Areas of Nomination: Literacy & Special Education Instruction
School: Marguerite Mulvey Elementary School
District: Central Islip Union Free School District
Region: Long Island
Grade Level: Elementary
The practice is also featured as a Mentor School.
Marguerite Mulvey Elementary School, a bilingual magnet school in the Central Islip School District, has responded successfully to the needs of their bilingual students with disabilities. Literacy instruction is provided in both English and the students' native language and aligned with scientifically based reading research and evidence based practice for language acquisition.
Central Islip Union Free School District, located in Suffolk County, Long Island, serves approximately 6,200 students. Fifty-seven percent of district students are eligible for free or reduced lunch, and 26% are limited English proficient. Seventy-eight percent of the almost 600 students enrolled Marguerite Mulvey Elementary School are eligible for free/reduced lunch, 77% percent are Hispanic or Latino, 18% are Black or African American, and 4% are white.

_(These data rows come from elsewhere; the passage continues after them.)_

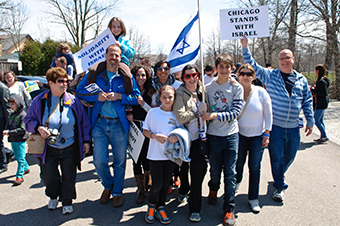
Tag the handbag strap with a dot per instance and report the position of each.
(247, 101)
(49, 117)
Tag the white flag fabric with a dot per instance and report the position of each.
(186, 48)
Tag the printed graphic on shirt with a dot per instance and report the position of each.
(172, 121)
(219, 103)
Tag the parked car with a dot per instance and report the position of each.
(31, 82)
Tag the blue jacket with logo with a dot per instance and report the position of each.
(286, 109)
(117, 85)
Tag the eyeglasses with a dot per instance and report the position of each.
(193, 75)
(250, 74)
(285, 58)
(60, 80)
(163, 68)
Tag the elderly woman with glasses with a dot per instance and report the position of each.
(163, 77)
(186, 108)
(255, 123)
(61, 120)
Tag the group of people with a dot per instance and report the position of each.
(242, 119)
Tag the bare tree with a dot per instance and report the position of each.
(328, 11)
(278, 10)
(80, 16)
(17, 18)
(140, 42)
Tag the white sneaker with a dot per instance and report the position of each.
(278, 195)
(67, 209)
(254, 205)
(237, 187)
(52, 204)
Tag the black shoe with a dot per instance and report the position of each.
(4, 169)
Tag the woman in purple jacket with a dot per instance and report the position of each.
(60, 119)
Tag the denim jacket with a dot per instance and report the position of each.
(117, 85)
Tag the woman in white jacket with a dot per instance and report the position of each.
(255, 123)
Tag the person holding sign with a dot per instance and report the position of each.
(118, 30)
(144, 82)
(290, 93)
(159, 122)
(109, 123)
(186, 108)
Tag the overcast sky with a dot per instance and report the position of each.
(160, 20)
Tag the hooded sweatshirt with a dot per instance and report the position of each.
(16, 125)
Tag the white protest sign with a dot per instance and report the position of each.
(93, 52)
(135, 142)
(250, 22)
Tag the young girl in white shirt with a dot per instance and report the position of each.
(159, 122)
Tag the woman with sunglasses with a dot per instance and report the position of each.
(144, 82)
(186, 108)
(60, 118)
(255, 123)
(163, 77)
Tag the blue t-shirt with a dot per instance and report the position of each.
(66, 137)
(108, 108)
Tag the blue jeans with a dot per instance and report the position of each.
(105, 132)
(283, 145)
(223, 155)
(318, 116)
(254, 146)
(60, 184)
(20, 154)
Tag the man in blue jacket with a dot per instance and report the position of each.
(290, 93)
(109, 123)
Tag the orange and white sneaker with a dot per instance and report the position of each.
(150, 214)
(161, 215)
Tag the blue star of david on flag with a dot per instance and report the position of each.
(185, 45)
(186, 48)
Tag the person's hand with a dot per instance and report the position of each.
(140, 101)
(202, 108)
(244, 41)
(102, 97)
(44, 132)
(112, 96)
(86, 148)
(173, 139)
(308, 130)
(129, 117)
(206, 116)
(265, 142)
(160, 138)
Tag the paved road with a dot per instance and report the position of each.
(313, 196)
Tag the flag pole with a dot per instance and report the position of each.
(201, 50)
(202, 63)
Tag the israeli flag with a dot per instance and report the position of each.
(186, 48)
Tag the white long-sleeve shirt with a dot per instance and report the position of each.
(257, 116)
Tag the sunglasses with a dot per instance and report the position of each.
(193, 75)
(60, 80)
(246, 74)
(163, 68)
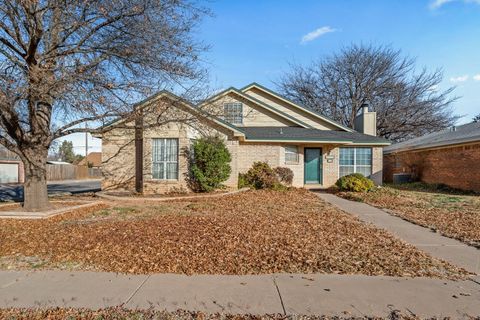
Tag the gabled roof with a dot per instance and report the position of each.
(164, 93)
(296, 134)
(257, 102)
(466, 133)
(296, 105)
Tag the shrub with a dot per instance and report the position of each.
(261, 176)
(242, 181)
(284, 175)
(210, 164)
(355, 182)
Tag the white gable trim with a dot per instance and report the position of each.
(258, 103)
(314, 114)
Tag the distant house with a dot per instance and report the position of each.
(450, 157)
(11, 167)
(256, 124)
(92, 160)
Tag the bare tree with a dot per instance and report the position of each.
(68, 66)
(408, 104)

The bilingual special education model at Marguerite Mulvey Elementary School includes a first grade inclusion class and two self-contained classes (a multi-age class service 2nd and 3rd grade students and a 4th grade classroom). The literacy model incorporates the tenets of Reading First as well as specific research based strategies for differentiation and individualized learning. Data collection and analysis guide instruction at all levels with decisions being made collaboratively by a multidisciplinary team. Teachers, administrators, service providers, and support staff collaborate at regularly-scheduled team meetings to discuss individual student and classroom instructional options as well as to make programmatic decisions.

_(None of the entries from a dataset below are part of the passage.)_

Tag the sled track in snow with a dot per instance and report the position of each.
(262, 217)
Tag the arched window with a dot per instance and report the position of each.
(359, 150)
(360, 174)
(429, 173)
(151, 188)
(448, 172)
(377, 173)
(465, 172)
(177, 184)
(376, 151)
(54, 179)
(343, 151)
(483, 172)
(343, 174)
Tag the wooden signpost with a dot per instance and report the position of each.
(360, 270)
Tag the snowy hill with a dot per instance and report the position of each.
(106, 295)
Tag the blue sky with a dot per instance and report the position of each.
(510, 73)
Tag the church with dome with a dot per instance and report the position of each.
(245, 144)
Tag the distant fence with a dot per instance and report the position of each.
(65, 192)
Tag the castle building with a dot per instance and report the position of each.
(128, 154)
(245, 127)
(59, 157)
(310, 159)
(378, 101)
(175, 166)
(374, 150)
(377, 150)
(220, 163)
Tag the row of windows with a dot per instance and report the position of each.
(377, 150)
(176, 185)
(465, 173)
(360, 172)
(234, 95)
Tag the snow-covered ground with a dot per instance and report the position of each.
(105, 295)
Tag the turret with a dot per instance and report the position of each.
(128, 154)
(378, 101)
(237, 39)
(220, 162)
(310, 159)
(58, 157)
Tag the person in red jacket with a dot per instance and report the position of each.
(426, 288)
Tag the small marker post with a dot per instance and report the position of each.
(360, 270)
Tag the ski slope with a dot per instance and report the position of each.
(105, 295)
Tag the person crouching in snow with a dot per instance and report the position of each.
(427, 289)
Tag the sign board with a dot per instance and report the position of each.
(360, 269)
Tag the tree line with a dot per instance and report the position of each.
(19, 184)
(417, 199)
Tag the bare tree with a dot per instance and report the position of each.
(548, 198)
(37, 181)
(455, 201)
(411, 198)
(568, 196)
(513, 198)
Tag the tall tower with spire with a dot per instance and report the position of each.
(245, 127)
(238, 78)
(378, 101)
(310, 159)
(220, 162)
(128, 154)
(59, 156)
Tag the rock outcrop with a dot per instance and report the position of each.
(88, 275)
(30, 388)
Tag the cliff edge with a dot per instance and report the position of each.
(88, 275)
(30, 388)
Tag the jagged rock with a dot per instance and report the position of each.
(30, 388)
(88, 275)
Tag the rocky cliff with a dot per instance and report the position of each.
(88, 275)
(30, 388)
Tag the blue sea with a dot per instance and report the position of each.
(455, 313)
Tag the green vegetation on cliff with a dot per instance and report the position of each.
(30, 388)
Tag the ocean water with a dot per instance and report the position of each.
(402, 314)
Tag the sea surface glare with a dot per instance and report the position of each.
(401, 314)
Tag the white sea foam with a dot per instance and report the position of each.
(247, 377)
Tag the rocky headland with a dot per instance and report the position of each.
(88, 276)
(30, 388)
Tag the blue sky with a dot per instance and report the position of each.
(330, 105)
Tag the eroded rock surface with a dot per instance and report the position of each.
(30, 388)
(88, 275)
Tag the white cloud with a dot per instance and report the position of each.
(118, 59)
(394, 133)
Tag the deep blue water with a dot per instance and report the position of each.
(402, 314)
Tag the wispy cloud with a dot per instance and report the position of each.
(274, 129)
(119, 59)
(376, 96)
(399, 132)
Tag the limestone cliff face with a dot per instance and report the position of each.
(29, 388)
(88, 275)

Why was the practice initiated:
Marguerite Mulvey Elementary School serves as one of the district's magnet schools for bilingual students. The bilingual special education program was created in response to the increasing number of referrals of bilingual students to the Committee on Special Education. This transitional bilingual model was designed to address the unique needs of students with disabilities who are not native English language speakers. The model incorporates scientifically-based reading instruction and evidence-based practices enhanced by special education supports and services, allowing students to achieve English language proficiency while learning skills in their native language.

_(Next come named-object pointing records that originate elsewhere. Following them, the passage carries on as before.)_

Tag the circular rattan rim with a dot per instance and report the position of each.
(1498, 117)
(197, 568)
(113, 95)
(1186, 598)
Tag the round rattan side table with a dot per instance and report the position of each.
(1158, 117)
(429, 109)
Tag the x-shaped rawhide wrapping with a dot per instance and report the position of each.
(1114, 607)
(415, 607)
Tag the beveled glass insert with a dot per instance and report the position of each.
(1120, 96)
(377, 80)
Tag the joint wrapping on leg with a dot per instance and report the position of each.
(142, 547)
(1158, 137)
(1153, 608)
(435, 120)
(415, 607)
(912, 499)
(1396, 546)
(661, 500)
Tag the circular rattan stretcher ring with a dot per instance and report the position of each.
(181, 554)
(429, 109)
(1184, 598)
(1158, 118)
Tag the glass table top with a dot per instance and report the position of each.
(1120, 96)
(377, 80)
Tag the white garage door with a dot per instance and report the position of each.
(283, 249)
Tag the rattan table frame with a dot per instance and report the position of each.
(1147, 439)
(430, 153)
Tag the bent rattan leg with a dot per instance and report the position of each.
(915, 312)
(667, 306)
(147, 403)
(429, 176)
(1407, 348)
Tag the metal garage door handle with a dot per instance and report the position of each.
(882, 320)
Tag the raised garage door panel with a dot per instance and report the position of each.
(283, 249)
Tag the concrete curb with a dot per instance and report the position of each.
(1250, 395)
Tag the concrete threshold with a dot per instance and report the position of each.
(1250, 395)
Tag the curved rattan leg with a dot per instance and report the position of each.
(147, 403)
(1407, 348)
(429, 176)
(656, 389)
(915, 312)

Why the practice was validated by S³TAIR:
The Marguerite Mulvey Elementary School bilingual special
education model for literacy emphasizes two key elements of
effective instructional practices for English language learners:
student achievement and family engagement. Student outcomes
demonstrate the power of the practice, with the percentage of
students achieving benchmark at the fall assessment in Grades 2
and 3 increasing from 20% to 50% since the inception of the
practice, indicating that students are acquiring literacy skills
and retaining them year to year. Student achievement on winter
benchmarks is approaching 70%. Scores on the New York State
Assessment in English Language Arts for all students at
Marguerite Mulvey Elementary School have risen from 40 to 60
percent achieving proficiency in Grade 3 and 30 to 70 percent
achieving proficiency in Grade 4 from 2007 to 2009. According to
teachers, this data-intensive model allows them to use more
individualized instructional practices with all their students,
resulting in a reduction of referrals to the Committee on
Special Education. Special education teachers report that the
availability of data serves as a resource for developing more
specific and appropriate IEP goals.
The staff at Marguerite Mulvey Elementary School recognize the impact family support can have on student performance, and put great effort into involving families throughout the year. In addition to a consistent stream of communication through newsletters, strategies such as informational sessions, dine and discuss forums, and other community-related events are successful elements of this support. Student attendance at Marguerite Mulvey Elementary School has increased from 83 to 96 percent over the past six years, and the principal describes discipline issues as almost nonexistent. Staff believe that improvements in attendance and achievement can be attributed to increased engagement, expectations, and achievement gained through family support.